File layer¶

The file layer python module gsd.fl allows direct low level access to read and write gsd files of any schema. The hoomd reader (gsd.hoomd) provides higher level access to hoomd schema files, see HOOMD.

View the page source to find unformatted example code that can be easily copied.

Open a gsd file¶

In [1]: f = gsd.fl.open(name="file.gsd",
   ...:                 mode='wb',
   ...:                 application="My application",
   ...:                 schema="My Schema",
   ...:                 schema_version=[1,0])
   ...: 

In [2]: f.close()

Warning

Opening a gsd file with a ‘w’ or ‘x’ mode overwrites any existing file with the given name.

Write data¶

In [3]: f = gsd.fl.open(name="file.gsd",
   ...:                 mode='wb',
   ...:                 application="My application",
   ...:                 schema="My Schema",
   ...:                 schema_version=[1,0]);
   ...: 

In [4]: f.write_chunk(name='chunk1', data=numpy.array([1,2,3,4], dtype=numpy.float32))

In [5]: f.write_chunk(name='chunk2', data=numpy.array([[5,6],[7,8]], dtype=numpy.float32))

In [6]: f.end_frame()

In [7]: f.write_chunk(name='chunk1', data=numpy.array([9,10,11,12], dtype=numpy.float32))

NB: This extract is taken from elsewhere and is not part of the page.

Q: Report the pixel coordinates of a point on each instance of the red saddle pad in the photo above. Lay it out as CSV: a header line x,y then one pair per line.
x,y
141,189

In [8]: f.write_chunk(name='chunk2', data=numpy.array([[13,14],[15,16]], dtype=numpy.float32))

In [9]: f.end_frame()

In [10]: f.close()

Call gsd.fl.open() to access gsd files on disk. Add any number of named data chunks to each frame in the file with gsd.fl.GSDFile.write_chunk(). The data must be a 1 or 2 dimensional numpy array of a simple numeric type (or a data type that will automatically convert when passed to numpy.array(data). Call gsd.fl.GSDFile.end_frame() to end the frame and start the next one.

Note

While supported, implicit conversion to numpy arrays creates a 2nd copy of the data in memory and adds conversion overhead.

Warning

Make sure to call end_frame() before closing the file, or the last frame is lost.

Read data¶

In [11]: f = gsd.fl.open(name="file.gsd",
   ....:                 mode='rb',
   ....:                 application="My application",
   ....:                 schema="My Schema",
   ....:                 schema_version=[1,0])
   ....: 

In [12]: f.read_chunk(frame=0, name='chunk1')
Out[12]: array([1., 2., 3., 4.], dtype=float32)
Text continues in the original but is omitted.